Ingredients
The following ingredients have 4 Servings
- 10 cups cubed (3/4-inch) French or challah bread
- 8 eggs
- 2 cups (1 pint) half-and-half
- 1/2 cup milk
- 1/3 cup packed light brown sugar
- 1 1/2 teaspoons vanilla
- 1/2 teaspoon ground cinnamon
- 8 tablespoons butter, softened
- 3 apples, peeled and coarsely chopped (3/4-inch pieces)
- 1 cup packed light brown sugar
- 1 teaspoon ground cinnamon
- 1 cup coarsely chopped pecans
- Powdered Sugar, Maple syrup or salted caramel topping, if desired
Instruction
- Heat oven to 300°F. On large cookie sheet, spread bread cubes. Bake 20 to 30 minutes or until dry.
- Line sides of 4- to 5-quart slow cooker with foil that has been folded into thirds; spray with cooking spray. (See tip.)
- In large bowl, beat remaining French Toast ingredients. Fold in bread cubes to coat. Let stand 15 minutes, folding occasionally.

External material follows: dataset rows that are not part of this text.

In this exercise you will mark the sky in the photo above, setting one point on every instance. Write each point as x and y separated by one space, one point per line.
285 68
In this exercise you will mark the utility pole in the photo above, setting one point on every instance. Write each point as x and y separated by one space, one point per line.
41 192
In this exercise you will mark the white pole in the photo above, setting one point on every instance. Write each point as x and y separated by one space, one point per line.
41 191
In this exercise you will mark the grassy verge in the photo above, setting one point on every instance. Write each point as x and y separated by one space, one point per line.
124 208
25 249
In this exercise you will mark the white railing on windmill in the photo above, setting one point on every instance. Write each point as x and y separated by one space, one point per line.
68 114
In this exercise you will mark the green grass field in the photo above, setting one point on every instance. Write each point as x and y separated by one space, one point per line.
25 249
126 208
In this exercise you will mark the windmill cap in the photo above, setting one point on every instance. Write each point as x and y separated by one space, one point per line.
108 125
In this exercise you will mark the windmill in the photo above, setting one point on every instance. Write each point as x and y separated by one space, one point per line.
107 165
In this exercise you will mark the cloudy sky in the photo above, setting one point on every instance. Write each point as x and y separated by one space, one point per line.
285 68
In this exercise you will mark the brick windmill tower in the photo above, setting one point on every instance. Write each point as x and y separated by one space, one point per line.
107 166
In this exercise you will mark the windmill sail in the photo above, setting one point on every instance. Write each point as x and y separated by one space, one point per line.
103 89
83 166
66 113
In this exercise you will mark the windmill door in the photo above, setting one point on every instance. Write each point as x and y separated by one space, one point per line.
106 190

- In 8-inch skillet, melt 2 tablespoons of the butter. Add apples; cook about 5 minutes, stirring occasionally. Meanwhile, in small bowl, stir together remaining 6 tablespoons butter and remaining Apple-Pecan Filling ingredients until crumbly.

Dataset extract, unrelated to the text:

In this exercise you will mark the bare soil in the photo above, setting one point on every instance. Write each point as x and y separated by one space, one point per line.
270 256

- Spoon half of bread mixture (about 4 cups) into slow cooker. Top with half of the apples. Sprinkle with half of the brown sugar mixture. Repeat layers.
- Cover; cook 2 1/2 to 3 hours on Low heat setting or until temperature reaches 160°F and center is set.
- Remove foil before serving by loosening edges with table knife. Sprinkle with powdered sugar and serve with syrup.